No primeiro acidente, da BR 163, segundo a PRF, “uma condutora exercendo uma velocidade incompatível com a chuva causou aquaplanagem”. No acidente de Ribas do Rio Pardo, “um condutor embriagado e agora já autuado pelo homicídio de cinco pessoas, causou o acidente”.
Ainda assim, pelo menos as vidas dos passageiros de trás, especialmente das crianças, poderiam ter sido poupadas. “Crianças têm mais chance de saírem de um acidente vivas, em comparação a um adulto, quando estão utilizando cinto de segurança, em razão da menor massa de seus corpos. Contudo, elas não estavam utilizando o acessório”, observa a nota da PRF.
Assim como as oito vidas que foram ceifadas no sábado, 97% das mortes no trânsito são causadas pelo mesmo motivo: “a imprudência deliberada e consciente de nossos motoristas que acreditam que acidentes só ocorrem com os outros", conclui a Polícia Rodoviária.
Mais uma criança
Uma criança, de sete anos, morreu atropelada por automóvel na rodovia estadual MS 147, no distrito de Culturama, em Fátima do Sul, na noite de ontem (4).
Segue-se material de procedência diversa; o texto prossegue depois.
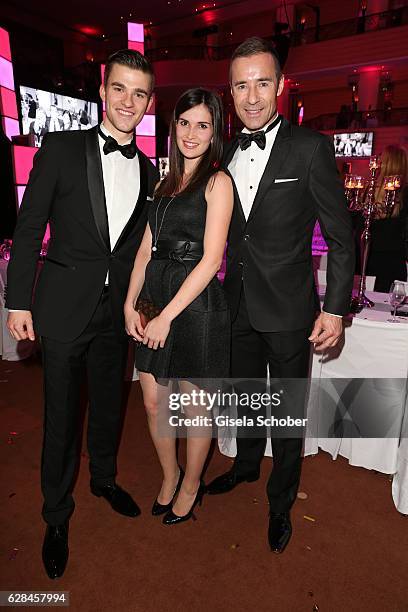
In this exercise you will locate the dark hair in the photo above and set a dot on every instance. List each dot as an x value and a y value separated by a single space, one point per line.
211 159
254 46
131 59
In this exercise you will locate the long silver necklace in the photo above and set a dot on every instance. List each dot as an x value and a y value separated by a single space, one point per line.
156 229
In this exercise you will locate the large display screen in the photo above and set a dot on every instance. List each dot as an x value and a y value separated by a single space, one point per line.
354 144
45 111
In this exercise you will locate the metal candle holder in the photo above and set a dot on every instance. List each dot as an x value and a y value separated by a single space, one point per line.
354 187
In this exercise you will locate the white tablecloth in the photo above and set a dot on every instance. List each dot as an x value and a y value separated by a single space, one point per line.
10 350
373 348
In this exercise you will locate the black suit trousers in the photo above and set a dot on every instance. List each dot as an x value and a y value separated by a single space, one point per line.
102 354
288 356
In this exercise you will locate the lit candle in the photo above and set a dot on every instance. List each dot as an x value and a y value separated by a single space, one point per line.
374 162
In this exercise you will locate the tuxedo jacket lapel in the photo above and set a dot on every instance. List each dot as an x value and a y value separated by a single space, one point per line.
228 155
96 185
141 200
280 151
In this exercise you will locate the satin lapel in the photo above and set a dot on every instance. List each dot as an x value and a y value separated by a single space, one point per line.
141 201
280 151
229 154
96 185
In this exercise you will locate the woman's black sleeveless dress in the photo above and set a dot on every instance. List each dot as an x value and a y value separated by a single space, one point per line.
198 344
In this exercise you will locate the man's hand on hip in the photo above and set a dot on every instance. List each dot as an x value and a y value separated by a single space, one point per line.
326 331
20 325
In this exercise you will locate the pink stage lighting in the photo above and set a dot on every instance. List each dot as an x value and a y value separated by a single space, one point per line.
147 144
20 193
11 127
6 73
147 126
8 105
5 45
135 32
23 162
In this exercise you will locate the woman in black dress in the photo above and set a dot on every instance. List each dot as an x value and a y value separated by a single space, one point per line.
174 278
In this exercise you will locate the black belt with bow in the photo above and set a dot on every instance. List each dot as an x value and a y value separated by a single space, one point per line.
178 250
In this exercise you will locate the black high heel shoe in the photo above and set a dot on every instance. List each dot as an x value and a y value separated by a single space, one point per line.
172 519
158 508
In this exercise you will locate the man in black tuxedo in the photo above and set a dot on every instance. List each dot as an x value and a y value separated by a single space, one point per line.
92 188
285 178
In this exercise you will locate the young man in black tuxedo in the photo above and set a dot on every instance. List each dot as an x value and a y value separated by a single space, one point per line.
92 188
285 178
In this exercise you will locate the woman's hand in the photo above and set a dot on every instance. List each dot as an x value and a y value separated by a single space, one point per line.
133 324
156 332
O condutor seria taxista na região.
De acordo com informações do site Siliga News, a vítima foi identificada como Sara Arcanjo de Oliveira. Ela foi atropelada por um Corolla, que era conduzido por homem que atua como taxista na cidade. Ele saiu ileso e foi encaminhado à delegacia para prestar esclarecimentos.
A criança estava acompanhada por quatro pessoas que precisaram ser amparadas e medicadas no hospital da Sias.